Back in May, I wrote a blog post on “Feeding the Flock,” in which I explained how I change the types of feed my small flock of chickens eat: from the medicated starter that they briefly receive in their tiny little feeder when they are first hatched, until they are on layer pellets as adults. I ended the post with a question: What do you feed your chickens?
I’ve been thinking about this a lot lately. It’s partly because I’ve spent the summer and early fall reading about poultry farming, healthful eating, organic gardening and homesteading, but it’s also because I’ve been thinking about the effect of drought in some of the areas where grains for feed is grown. I have also become very conscious of what goes on my own plate — which led to thoughts of what’s on my chickens’ plates.
But I also know that easiest is not necessarily best. According to the reading I’ve done, foraging is likely the most desirable choice, especially for summer feeding, but that’s not really an option here. We are not able to safely free range our hens because of the close proximity of the road to the coop — we live on a narrow strip of land in a valley. On one side of the coop there’s the road; the other side is flanked with the hillside and home to an active red fox den. Red-tailed hawks nest in the trees, and dive-bomb mourning doves at my bird feeder for lunch. So, we keep the girls fenced in a good-sized run, and take them out a few at a time to forage in the small, screened summerhouse. I supplement commercial feed with greens and kitchen scraps, and on cool fall days or cold, snowy winter mornings I even offer a dish of warmed oatmeal, nuts and raisins.

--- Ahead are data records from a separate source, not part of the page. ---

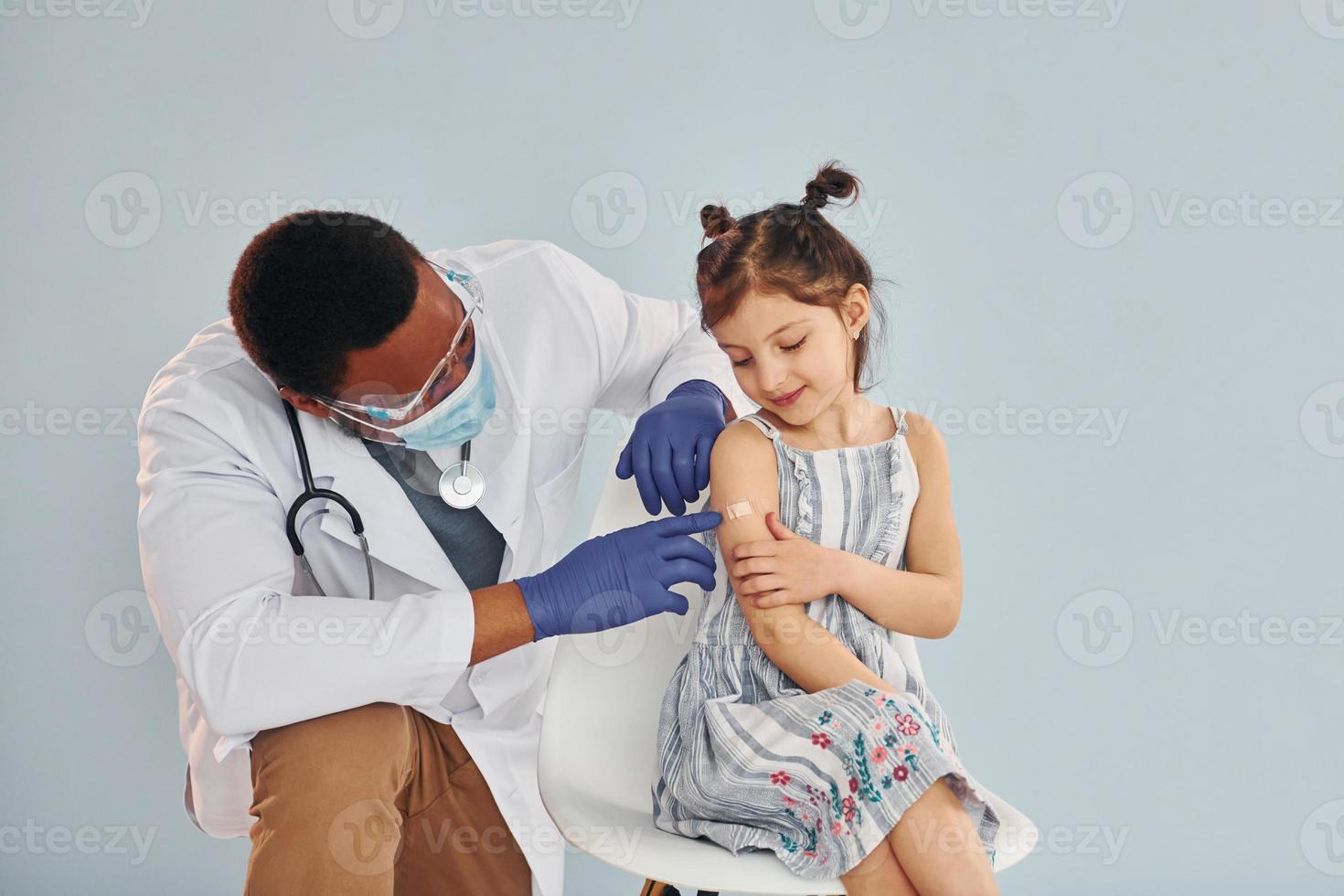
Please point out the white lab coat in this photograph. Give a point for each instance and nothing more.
(218, 472)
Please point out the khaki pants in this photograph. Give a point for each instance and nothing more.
(375, 801)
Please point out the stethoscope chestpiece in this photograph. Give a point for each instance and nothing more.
(461, 485)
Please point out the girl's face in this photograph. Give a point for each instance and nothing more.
(791, 357)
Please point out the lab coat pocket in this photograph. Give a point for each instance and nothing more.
(555, 498)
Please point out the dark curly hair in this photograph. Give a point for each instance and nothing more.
(316, 285)
(788, 249)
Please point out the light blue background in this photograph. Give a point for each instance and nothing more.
(1220, 497)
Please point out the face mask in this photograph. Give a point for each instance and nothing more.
(457, 418)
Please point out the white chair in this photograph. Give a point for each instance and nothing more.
(598, 743)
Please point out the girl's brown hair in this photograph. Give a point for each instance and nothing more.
(786, 249)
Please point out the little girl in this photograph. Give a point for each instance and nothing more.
(794, 723)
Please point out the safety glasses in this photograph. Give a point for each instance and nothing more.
(377, 411)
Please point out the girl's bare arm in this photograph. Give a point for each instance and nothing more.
(925, 598)
(742, 468)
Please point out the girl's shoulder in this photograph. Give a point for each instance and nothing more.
(923, 440)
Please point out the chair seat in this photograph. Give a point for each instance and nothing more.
(626, 838)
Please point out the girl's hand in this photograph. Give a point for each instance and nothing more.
(788, 570)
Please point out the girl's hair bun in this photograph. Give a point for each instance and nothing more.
(717, 220)
(832, 182)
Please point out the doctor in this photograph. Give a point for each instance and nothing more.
(351, 497)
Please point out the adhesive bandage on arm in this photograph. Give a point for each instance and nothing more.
(738, 508)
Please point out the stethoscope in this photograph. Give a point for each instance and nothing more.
(461, 486)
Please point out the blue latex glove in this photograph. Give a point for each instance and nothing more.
(620, 578)
(668, 453)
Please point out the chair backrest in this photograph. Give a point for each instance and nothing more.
(605, 690)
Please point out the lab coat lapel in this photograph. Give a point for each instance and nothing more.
(395, 534)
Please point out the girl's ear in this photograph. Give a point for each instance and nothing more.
(855, 308)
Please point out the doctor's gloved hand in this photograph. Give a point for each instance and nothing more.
(620, 578)
(668, 453)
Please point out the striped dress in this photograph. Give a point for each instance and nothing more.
(752, 761)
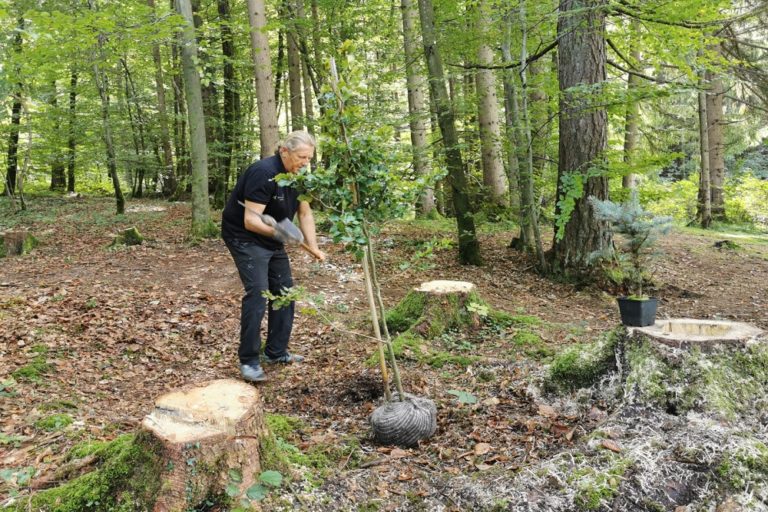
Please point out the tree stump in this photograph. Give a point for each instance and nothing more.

Do you mix your own feed? I have two books giving specifics on growing and grinding grains, and the proper proportions to feed laying hens. According to Jay Rossier, in Living with Chickens, “Growing feed is a considerable effort and expense. … Mixing feed with the correct protein, carbohydrate, vitamin and mineral content is more easily done in the laboratory.” Even so, he notes, there are reasons for avoiding commercial feed, ranging “from the use of pesticides, petrochemicals, and patented seed in the production of the feed to the inclusion of medications in the rations. ”My well-thumbed copy of Harvey Ussery’s The Small-Scale Poultry Flock has an entire section devoted to flock feeding, which includes a chapter entitled “Making Our Own Feeds,” in which he promotes the process as “fun.” Lisa at Fresh Eggs Daily has some other suggestions for mixing feed at home.
What do you do? What do your chickens eat?